Appendix B: metaweb.py Module

# NOTE: metaweb.py is deprecated. Use the freebase-python library instead.
# Full information is at http://code.google.com/p/freebase-python/

#========================================================================
# Copyright (c) 2007, Metaweb Technologies, Inc.
# All rights reserved.
#
# Redistribution and use in source and binary forms, with or without
# modification, are permitted provided that the following conditions
# are met:
#     * Redistributions of source code must retain the above copyright
#       notice, this list of conditions and the following disclaimer.
#     * Redistributions in binary form must reproduce the above
#       copyright notice, this list of conditions and the following
#       disclaimer in the documentation and/or other materials provided
#       with the distribution.
#
# THIS SOFTWARE IS PROVIDED BY METAWEB TECHNOLOGIES ``AS IS'' AND ANY
# EXPRESS OR IMPLIED WARRANTIES, INCLUDING, BUT NOT LIMITED TO, THE
# IMPLIED WARRANTIES OF MERCHANTABILITY AND FITNESS FOR A PARTICULAR
# PURPOSE ARE DISCLAIMED. IN NO EVENT SHALL METAWEB TECHNOLOGIES BE
# LIABLE FOR ANY DIRECT, INDIRECT, INCIDENTAL, SPECIAL, EXEMPLARY, OR
# CONSEQUENTIAL DAMAGES (INCLUDING, BUT NOT LIMITED TO, PROCUREMENT OF
# SUBSTITUTE GOODS OR SERVICES; LOSS OF USE, DATA, OR PROFITS; OR
# BUSINESS INTERRUPTION) HOWEVER CAUSED AND ON ANY THEORY OF LIABILITY,
# WHETHER IN CONTRACT, STRICT LIABILITY, OR TORT (INCLUDING NEGLIGENCE
# OR OTHERWISE) ARISING IN ANY WAY OUT OF THE USE OF THIS SOFTWARE, EVEN
# IF ADVISED OF THE POSSIBILITY OF SUCH DAMAGE.
# ========================================================================
#
# This is the full "metaweb.py" module from the Metaweb API documentation
#
# In the documentation, each function is presented as a separate
# example.  This is the whole file.
#
# If you find any errors or have suggestions for improving this module,
# send them to the Freebase developers mailing list: developers@freebase.com
# You can subscribe to the mailing list at http://lists.freebase.com/
#

import httplib
import urllib        # URL encoding
import urllib2       # Higher-level URL content fetching
import simplejson    # JSON serialization and parsing
import cookielib     # Cookie handling
import os

#
# When experimenting, use the sandbox.freebase.com service.
# Every Monday, sandbox.freebase.com is erased and it is updated
# with a fresh copy of data from www.freebase.com.  This makes
# it an ideal place to experiment.
#
host = 'sandbox.freebase.com'              # The Metaweb host
readservice = '/api/service/mqlread'   # Path to mqlread service
loginservice = '/api/account/login'     # Path to login service
writeservice = '/api/service/mqlwrite'  # Path to mqlwrite service
uploadservice = '/api/service/upload'   # Path to upload service
searchservice = '/api/service/search'   # Path to search service
                
credentials = None      # default credential from login()
escape = False          # default escape, set to 'html' for HTML escaping
permission = None       # default permission used when creating new objects
debug = False           # default debug setting

# Install a CookieProcessor
cookiefile = os.path.join(os.environ["HOME"], ".metaweb.cookies.txt")
cookiejar = cookielib.LWPCookieJar()
if os.path.isfile(cookiefile):
    cookiejar.load(cookiefile)

urllib2.install_opener(
    urllib2.build_opener(
        urllib2.HTTPCookieProcessor(cookiejar)))

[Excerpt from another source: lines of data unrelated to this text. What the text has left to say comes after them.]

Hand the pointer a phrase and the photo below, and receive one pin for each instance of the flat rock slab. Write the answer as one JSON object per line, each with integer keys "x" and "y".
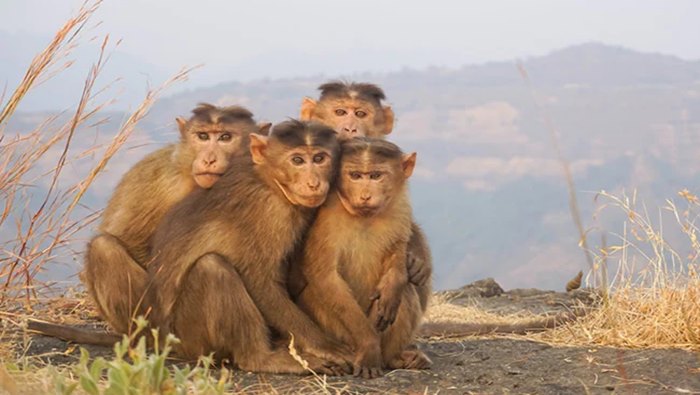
{"x": 488, "y": 366}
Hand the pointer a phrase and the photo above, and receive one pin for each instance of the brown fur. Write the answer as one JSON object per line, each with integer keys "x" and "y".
{"x": 354, "y": 260}
{"x": 116, "y": 257}
{"x": 219, "y": 255}
{"x": 379, "y": 122}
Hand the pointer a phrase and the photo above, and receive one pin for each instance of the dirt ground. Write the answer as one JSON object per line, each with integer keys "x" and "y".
{"x": 490, "y": 365}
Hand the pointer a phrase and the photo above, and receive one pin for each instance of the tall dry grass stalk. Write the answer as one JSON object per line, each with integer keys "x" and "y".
{"x": 653, "y": 300}
{"x": 40, "y": 215}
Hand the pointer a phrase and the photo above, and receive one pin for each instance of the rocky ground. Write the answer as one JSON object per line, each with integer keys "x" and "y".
{"x": 494, "y": 365}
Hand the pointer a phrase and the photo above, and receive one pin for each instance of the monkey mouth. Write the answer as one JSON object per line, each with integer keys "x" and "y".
{"x": 207, "y": 179}
{"x": 300, "y": 199}
{"x": 311, "y": 200}
{"x": 366, "y": 211}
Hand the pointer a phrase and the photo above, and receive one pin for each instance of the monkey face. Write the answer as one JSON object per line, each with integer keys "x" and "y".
{"x": 368, "y": 182}
{"x": 350, "y": 116}
{"x": 365, "y": 189}
{"x": 304, "y": 176}
{"x": 299, "y": 158}
{"x": 213, "y": 144}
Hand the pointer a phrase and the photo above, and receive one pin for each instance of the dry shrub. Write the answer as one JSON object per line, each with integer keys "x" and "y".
{"x": 653, "y": 301}
{"x": 41, "y": 211}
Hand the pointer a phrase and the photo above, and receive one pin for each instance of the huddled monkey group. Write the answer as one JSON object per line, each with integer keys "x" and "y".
{"x": 240, "y": 236}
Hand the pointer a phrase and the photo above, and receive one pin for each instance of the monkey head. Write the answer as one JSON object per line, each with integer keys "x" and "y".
{"x": 372, "y": 172}
{"x": 213, "y": 135}
{"x": 299, "y": 158}
{"x": 351, "y": 109}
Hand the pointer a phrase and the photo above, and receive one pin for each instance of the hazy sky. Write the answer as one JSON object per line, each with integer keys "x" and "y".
{"x": 242, "y": 40}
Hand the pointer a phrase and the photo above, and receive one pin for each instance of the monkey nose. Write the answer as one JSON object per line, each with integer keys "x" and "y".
{"x": 313, "y": 184}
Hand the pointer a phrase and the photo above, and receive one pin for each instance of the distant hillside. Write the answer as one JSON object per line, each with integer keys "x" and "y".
{"x": 488, "y": 188}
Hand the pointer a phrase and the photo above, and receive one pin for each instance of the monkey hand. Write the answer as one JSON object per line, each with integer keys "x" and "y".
{"x": 322, "y": 366}
{"x": 418, "y": 269}
{"x": 332, "y": 351}
{"x": 368, "y": 361}
{"x": 385, "y": 304}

# If anything goes wrong when talking to a Metaweb service, we raise MQLError.
class MQLError(Exception):
    def __init__(self, value):     # This is the exception constructor method
        self.value = value
    def __str__(self):             # Convert error object to a string
        return repr(self.value)

# Submit the MQL query q and return the result as a Python object.
# If authentication credentials are supplied, use them in a cookie.
# Raises MQLError if the query was invalid. Raises urllib2.HTTPError if
# mqlread returns an HTTP status code other than 200 (which should not happen).
def read(q, credentials=credentials, escape=escape):
    # Put the query in an envelope
    envelope = {'query':q}

    # Add escape if needed
    if escape != 'html':
        envelope['escape'] = False if not escape else escape

    # Encode the result
    encoded = urllib.urlencode({'query': simplejson.dumps(envelope)})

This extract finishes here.